Clean Water Current
Second Circuit Hears Oral Argument in Groundwater Conduit Theory Litigation
The US Court of Appeals for the Second Circuit heard oral arguments on April 18 in 26 Crown Associates, LLC v. Greater New Haven Water Pollution Control Authority, another in a line of federal lawsuits examine if the role of the Clean Water Act (CWA) in regulating pollutants to groundwater.
The appeal involves a claim against NACWA Member Agency, Greater New Haven Regional Water Pollution Control Authority, alleging that the city’s sewer system resulted in continuing and chronic backflows of sewage into the basement of a local property, which in turn resulted in releases of untreated sewage directly into the Long Island Sound. The plaintiff argues that wastewater seeps from basements into groundwater then migrates into hydrologically connected navigable waters resulting in a violation of the CWA.

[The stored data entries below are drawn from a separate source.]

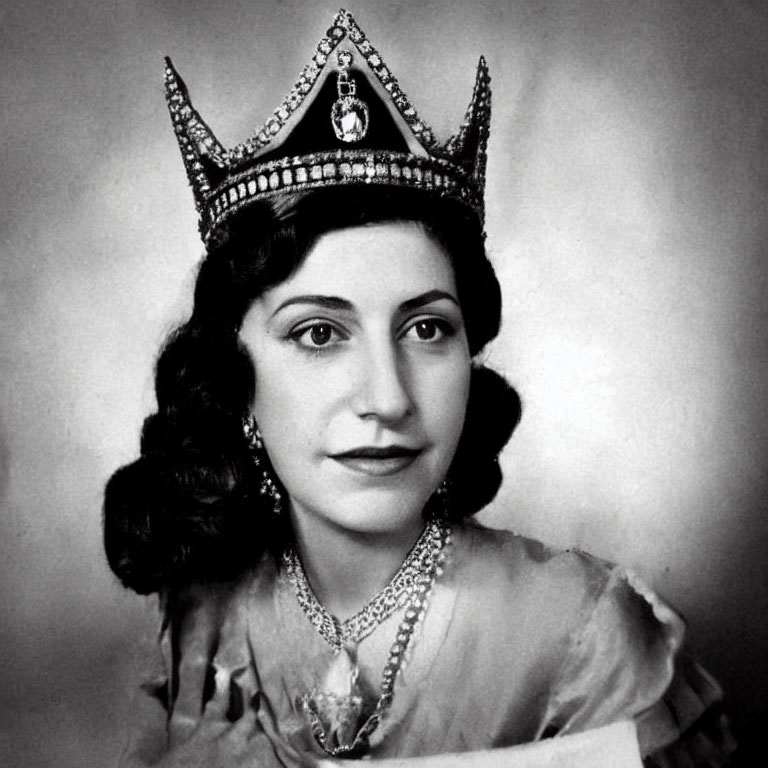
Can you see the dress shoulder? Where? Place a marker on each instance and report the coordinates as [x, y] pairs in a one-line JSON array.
[[623, 651]]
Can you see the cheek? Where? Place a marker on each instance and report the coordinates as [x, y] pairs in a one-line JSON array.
[[443, 400]]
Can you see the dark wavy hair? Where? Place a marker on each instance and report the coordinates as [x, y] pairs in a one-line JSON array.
[[189, 508]]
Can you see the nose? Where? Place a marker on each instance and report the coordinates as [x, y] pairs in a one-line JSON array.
[[381, 389]]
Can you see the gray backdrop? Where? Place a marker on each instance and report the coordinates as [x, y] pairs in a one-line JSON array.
[[627, 195]]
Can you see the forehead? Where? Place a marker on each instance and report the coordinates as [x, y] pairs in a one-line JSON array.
[[393, 258]]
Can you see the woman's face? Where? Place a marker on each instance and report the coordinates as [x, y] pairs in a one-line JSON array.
[[362, 377]]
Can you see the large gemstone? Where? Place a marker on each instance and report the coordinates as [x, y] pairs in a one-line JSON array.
[[349, 117]]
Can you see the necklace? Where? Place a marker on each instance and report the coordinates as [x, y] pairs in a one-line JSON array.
[[423, 565], [351, 631]]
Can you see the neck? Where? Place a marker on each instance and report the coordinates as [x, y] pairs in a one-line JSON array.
[[346, 568]]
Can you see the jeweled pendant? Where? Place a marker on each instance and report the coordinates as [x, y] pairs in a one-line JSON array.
[[349, 117]]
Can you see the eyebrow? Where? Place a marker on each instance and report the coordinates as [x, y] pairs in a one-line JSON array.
[[337, 303]]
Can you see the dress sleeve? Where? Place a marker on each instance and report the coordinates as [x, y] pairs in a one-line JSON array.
[[201, 634], [627, 661]]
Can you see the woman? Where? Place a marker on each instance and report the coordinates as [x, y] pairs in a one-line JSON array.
[[322, 437]]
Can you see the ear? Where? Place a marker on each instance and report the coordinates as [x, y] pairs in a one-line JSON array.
[[205, 160]]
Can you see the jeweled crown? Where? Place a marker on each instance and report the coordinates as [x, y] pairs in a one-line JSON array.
[[345, 122]]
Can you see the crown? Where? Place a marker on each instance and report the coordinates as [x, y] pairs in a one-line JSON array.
[[345, 122]]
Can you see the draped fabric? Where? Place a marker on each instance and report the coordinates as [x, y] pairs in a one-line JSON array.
[[520, 643]]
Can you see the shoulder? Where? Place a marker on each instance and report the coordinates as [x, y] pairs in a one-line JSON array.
[[527, 577], [611, 640]]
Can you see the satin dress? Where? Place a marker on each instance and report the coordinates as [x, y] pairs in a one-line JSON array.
[[520, 643]]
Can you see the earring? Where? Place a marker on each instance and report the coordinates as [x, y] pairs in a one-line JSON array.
[[268, 486], [443, 494]]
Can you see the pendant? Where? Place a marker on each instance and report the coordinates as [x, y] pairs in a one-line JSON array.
[[349, 117]]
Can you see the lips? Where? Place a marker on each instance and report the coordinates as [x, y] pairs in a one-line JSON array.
[[376, 461]]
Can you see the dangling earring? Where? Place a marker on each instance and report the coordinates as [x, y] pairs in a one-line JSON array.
[[443, 494], [268, 486]]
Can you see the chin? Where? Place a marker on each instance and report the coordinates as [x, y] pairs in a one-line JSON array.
[[380, 510]]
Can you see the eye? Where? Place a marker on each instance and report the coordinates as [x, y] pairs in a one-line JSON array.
[[316, 335], [429, 329]]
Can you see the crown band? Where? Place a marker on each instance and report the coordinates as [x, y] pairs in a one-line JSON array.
[[339, 169], [333, 135]]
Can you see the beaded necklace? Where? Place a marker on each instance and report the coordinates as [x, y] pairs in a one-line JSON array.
[[411, 587]]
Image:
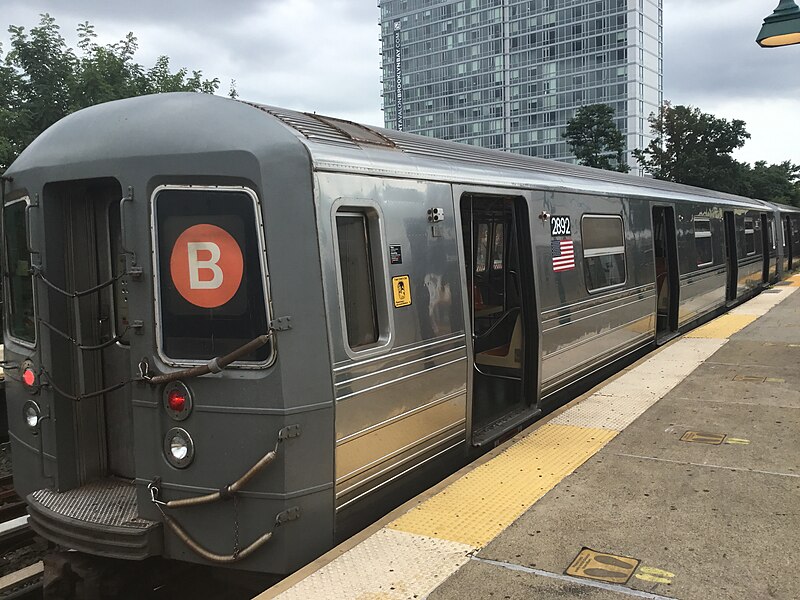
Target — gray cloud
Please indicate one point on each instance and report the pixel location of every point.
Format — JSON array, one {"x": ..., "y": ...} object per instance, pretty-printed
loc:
[{"x": 323, "y": 56}]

The appeal arises from the district court’s dismissal of the complaint based on the failure of the plaintiffs to state a claim. In dismissing the complaint, the district court explained that the CWA requires that there be a discharge of pollutants to navigable waters, and the plaintiffs failed to plead sufficient facts to suggest that the backflows into their basement actually reached the Long Island Sound. The court also rejected the conduit theory, reasoning that passive migration of pollutants through ground water does not suffice as a matter of law to state a claim under the CWA.
At oral argument, the three-judge panel of the Second Circuit seemed disinclined to reach the merits of the conduit theory, focusing instead on the plaintiff’s lack of standing to bring the claims at all. The panel focused on the fact that the plaintiff did not sufficiently show that it had been harmed by discharges reaching the Sound, a critical element of standing under the CWA. Some discussion centered on whether migration of pollutants through groundwater into the Sound could result in liability under the CWA, with the panel referencing the complexities created by the Rapanos decision and noting that the case law surrounding the conduit theory is equally murky.
In November 2017, NACWA and 25 other entities joined a brief filed by the City of New York in the appeal, urging the Second Circuit to uphold the lower court’s decision dismissing the suit and rejecting the CWA liability arguments. The case is one of several cases pending in federal appeals courts focused on the groundwater conduit theory. EPA is also considering potential rulemaking to address the question of whether pollution that migrates through groundwater into hydrologically connected navigable waters is subject to regulation under the CWA, and Congress recently held a hearing on the issues as well.